Develop strong password policies. Generally speaking, two-factor authentication methods, which require two types of evidence that you are who you claim to be, are safer than using just static passwords for authentication. One common example is a personal security token that displays changing passcodes to be used in conjunction with an established password. However, two-factor systems may not always be possible or practical for your company. Password policies should encourage your employees to employ the strongest passwords possible without creating the need or temptation to reuse passwords or write them down. That means passwords that are random, complex, and long (at least 10 characters), that are changed regularly, and that are closely guarded by those who know them.
Secure and encrypt your company’s Wi-Fi. Your company may choose to operate a Wireless Local Area Network (WLAN) for the use of customers, guests, and visitors. If so, it is important that such a WLAN be kept separate from the main company network so that traffic from the public network cannot traverse the company’s internal systems at any point. Internal, non-public WLAN access should be restricted to specific devices and specific users to the greatest extent possible while meeting your company’s business needs. Where the internal WLAN has less stringent access controls than your company’s wired network, dual connections — where a device is able to connect to both the wireless and wired networks simultaneously — should be prohibited by technical controls on each such capable device (e.g., BIOS-level LAN/WLAN switch settings). All users should be given unique credentials with preset expiration dates to use when accessing the internal WLAN.
Wireless encryption. Due to demonstrable security flaws are known to exist in older forms of wireless encryption, your company’s internal WLAN should only employ Wi-Fi Protected Access 2 (WPA2) encryption.
Encrypt sensitive company data.

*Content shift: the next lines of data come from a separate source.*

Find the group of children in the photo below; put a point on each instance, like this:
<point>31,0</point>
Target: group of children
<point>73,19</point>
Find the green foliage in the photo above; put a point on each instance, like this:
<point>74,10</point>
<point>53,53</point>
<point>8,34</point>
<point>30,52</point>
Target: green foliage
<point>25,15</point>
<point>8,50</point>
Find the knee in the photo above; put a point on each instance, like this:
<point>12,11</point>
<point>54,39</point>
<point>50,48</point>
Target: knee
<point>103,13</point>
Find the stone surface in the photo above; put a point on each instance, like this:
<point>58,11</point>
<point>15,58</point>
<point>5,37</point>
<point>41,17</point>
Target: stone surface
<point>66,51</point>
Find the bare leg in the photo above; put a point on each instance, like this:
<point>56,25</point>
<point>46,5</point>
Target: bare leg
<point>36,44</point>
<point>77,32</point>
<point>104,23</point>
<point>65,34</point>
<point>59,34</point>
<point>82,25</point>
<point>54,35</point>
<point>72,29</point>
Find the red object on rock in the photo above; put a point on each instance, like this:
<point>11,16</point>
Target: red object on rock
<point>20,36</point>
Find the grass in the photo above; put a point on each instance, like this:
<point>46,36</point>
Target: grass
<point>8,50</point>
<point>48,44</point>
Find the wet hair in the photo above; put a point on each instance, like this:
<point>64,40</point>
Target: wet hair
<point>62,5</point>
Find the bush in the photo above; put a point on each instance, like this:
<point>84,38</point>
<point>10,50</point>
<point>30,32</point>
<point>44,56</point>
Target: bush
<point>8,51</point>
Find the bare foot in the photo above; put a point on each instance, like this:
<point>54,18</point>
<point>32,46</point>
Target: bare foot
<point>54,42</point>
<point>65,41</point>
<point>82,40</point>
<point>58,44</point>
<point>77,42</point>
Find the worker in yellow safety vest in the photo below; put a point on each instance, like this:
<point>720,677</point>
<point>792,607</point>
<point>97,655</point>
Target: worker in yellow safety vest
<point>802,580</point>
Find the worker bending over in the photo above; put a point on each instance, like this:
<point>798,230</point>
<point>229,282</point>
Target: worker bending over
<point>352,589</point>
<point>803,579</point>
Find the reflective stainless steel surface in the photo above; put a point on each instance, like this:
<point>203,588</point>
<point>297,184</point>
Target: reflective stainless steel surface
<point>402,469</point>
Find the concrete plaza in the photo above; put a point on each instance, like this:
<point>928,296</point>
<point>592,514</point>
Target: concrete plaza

Encryption should be employed to protect any data that your company considers sensitive, in addition to meeting applicable regulatory requirements on information safeguarding. Different encryption schemes are appropriate under different circumstances. However, applications that comply with the OpenPGP standard, such as PGP and GnuPG, provide a wide range of options for securing data on disk as well as in transit. If you choose to offer secure transactions via your company’s website, consult with your service provider about available options for an SSL certificate for your site.
Regularly update all applications. All systems and software, including networking equipment, should be updated in a timely fashion as patches and firmware upgrades become available. Use automatic updating services whenever possible, especially for security systems such as anti-malware applications, web filtering tools, and intrusion prevention systems.
Set safe web browsing rules. Your company’s internal network should only be able to access those services and resources on the Internet that are essential to the business and the needs of your employees. Use the safe browsing features included with modern web browsing software and a web proxy to ensure that malicious or unauthorized sites cannot be accessed from your internal network. If remote access is enabled, make sure it is secure If your company needs to provide remote access to your company’s internal network over the Internet, one popular and secure option is to employ a secure Virtual Private Network (VPN) system accompanied by strong two-factor authentication, using either hardware or software tokens.
Create Safe-Use Flash Drive Policy. Ensure employees never put any unknown flash drive or USBs into their computer. As the Chamber’s Internet Security Essentials for Business 2.0 states, small businesses should set a policy so that employees know they should never open a file from a flash drive they are not familiar with and should hold down the Shift key when inserting the flash drive to block malware.